Materials such as polymers, metals, and composites are used to handle, process, and package our foods throughout the farm to fork continuum.  The chemistry and morphology of their design is integral in creating a safe, high quality and sustainable food supply.  Materials science plays a crucial role in food science by developing innovative packaging materials that enhance food preservation and extend shelf life. Materials science is also employed in designing edible coatings and films, imparting functional properties including controlled release of flavors or preservatives.  The study of food contact materials in food manufacturing is essential in designing surfaces less likely to promote cross contamination of spoilage and pathogenic microorganisms and in ensuring proper thermal and mechanical properties necessary for equipment used in heat transfer or mechanical agitation unit operations.

The Materials science concentration applies student, staff, and faculty expertise from a wide range of disciplines, including organic chemistry, materials science, microbiology and processing technologies. The objectives of Materials science research at Cornell University are varied, from development of sustainable packaging materials, to synthesis of thermoplastic polymers with antioxidant or antimicrobial properties, to designing light or heat curable coatings for food manufacturing facilities, to development of hierarchical nanomaterials suitable for enzyme immobilization, and more.  

Materials science students should have a background in food science, organic chemistry, materials science, or engineering. Prior exposure to materials science is highly desirable but not required. Students who select this concentration may specialize in a variety of aspects, including food packaging, equipment design, coatings technology, and more. Because of the multidisciplinary nature of Materials science, this concentration is suitable for students interested in M.S. or Ph.D. degrees seeking careers in academia, industry, and government in areas related to Materials science.

Fermentation is one of humanity’s oldest food preservation techniques.
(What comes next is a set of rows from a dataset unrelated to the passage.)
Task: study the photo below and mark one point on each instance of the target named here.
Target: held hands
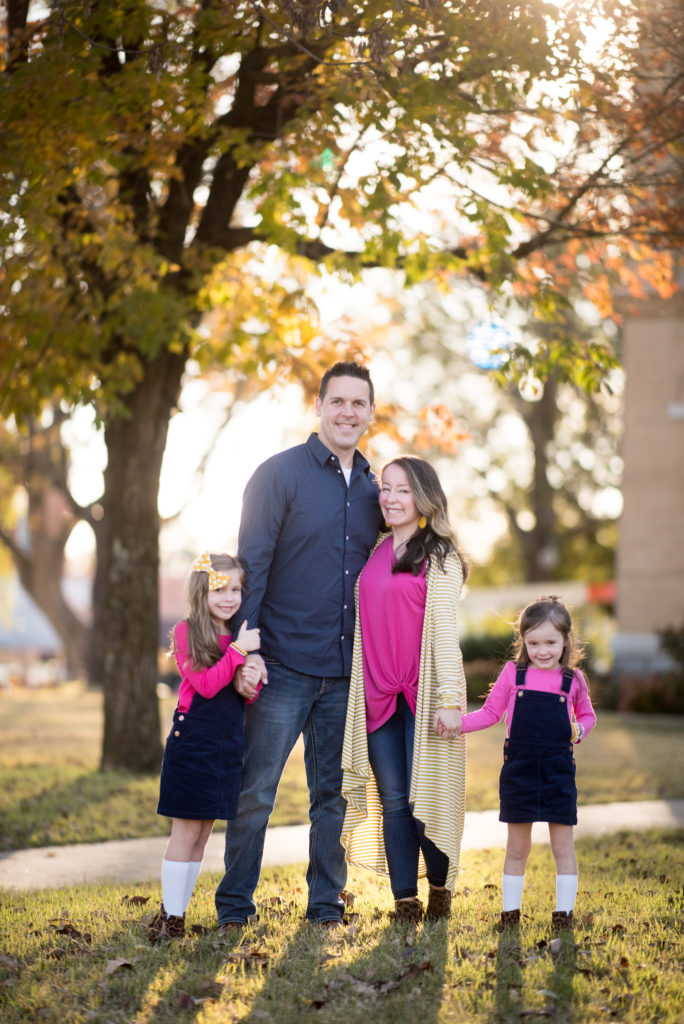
(446, 722)
(249, 675)
(248, 639)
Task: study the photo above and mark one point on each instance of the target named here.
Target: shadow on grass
(379, 983)
(76, 805)
(557, 992)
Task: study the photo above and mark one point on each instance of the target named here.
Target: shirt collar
(323, 454)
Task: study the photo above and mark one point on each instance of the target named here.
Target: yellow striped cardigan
(438, 773)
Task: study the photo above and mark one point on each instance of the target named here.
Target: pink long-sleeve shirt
(391, 608)
(501, 699)
(206, 682)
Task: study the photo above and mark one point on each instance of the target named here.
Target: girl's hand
(248, 639)
(447, 722)
(247, 678)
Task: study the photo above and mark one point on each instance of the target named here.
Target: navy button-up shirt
(304, 537)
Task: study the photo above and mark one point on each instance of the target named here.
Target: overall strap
(568, 676)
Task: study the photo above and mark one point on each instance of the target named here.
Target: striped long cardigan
(438, 773)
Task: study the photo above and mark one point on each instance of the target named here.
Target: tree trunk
(540, 545)
(126, 593)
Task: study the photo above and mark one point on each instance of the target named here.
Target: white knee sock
(512, 890)
(566, 892)
(194, 869)
(174, 884)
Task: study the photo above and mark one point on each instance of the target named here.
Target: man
(309, 518)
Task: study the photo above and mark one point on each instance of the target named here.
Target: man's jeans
(391, 754)
(290, 705)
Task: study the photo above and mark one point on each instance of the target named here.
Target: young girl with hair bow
(202, 768)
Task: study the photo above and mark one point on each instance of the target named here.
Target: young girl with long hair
(546, 701)
(202, 768)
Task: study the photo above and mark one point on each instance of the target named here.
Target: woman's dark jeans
(390, 753)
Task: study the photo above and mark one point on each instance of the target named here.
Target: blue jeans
(391, 754)
(290, 705)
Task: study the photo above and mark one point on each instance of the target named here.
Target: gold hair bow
(216, 580)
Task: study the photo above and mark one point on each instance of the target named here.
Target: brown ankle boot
(173, 928)
(561, 921)
(439, 903)
(156, 926)
(509, 919)
(408, 911)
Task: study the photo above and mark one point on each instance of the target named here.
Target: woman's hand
(447, 722)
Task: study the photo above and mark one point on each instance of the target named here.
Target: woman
(405, 810)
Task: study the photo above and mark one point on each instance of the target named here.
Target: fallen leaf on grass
(250, 957)
(119, 964)
(388, 986)
(325, 957)
(66, 928)
(8, 963)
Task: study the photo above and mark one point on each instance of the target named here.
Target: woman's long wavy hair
(203, 634)
(546, 609)
(436, 539)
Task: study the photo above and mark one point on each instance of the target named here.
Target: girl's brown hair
(546, 609)
(436, 538)
(203, 635)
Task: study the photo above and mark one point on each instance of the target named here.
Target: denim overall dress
(203, 758)
(537, 781)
Fermentation can provide increased food safety, increased nutrition, and result in novel food and beverage products from raw materials. In the last few decades, fermentation has been used in biotechnology to produce nutrition supplements, food ingredients, medicines, and other industrially valuable compounds. More recently, the combined use of fermentation and biotechnology has been termed ‘precision fermentation’ and is being used to address sustainability challenges in our agriculture and food systems. 

The Fermentation concentration applies student, staff, and faculty expertise from a wide range of disciplines, including microbiology, molecular biology, chemistry, sensory science and processing technologies to the science of fermentation. The objectives of fermentation research at Cornell University are to understand the basic scientific principles underlying fermentation processes and fermentative microbes, develop novel approaches for applying fermentation technologies to global challenges in providing a safe, nutritious, and sustainable food supply, and optimize scaled-up fermentation processes for use in industrial applications. 

Fermentation students should have a background in microbiology, molecular biology, organic chemistry, biochemistry, sensory science, or engineering. Prior exposure to production of fermented foods or beverages is highly desirable but not required. Students who select this concentration may specialize in a variety of aspects, including microbial metabolism and genetics, engineering novel microbial strains, chemical transformations and applications of analytical approaches to the fermentation process, production of fermented foods and beverages, fermentation of industrial by-products to promote sustainability, fermentation technology improvement, and sensory science. Because of the multidisciplinary nature of fermentation science, this concentration is suitable for students interested in M.S. or Ph.D. degrees seeking careers in academia, industry, and government in areas related to food and industrial fermentations.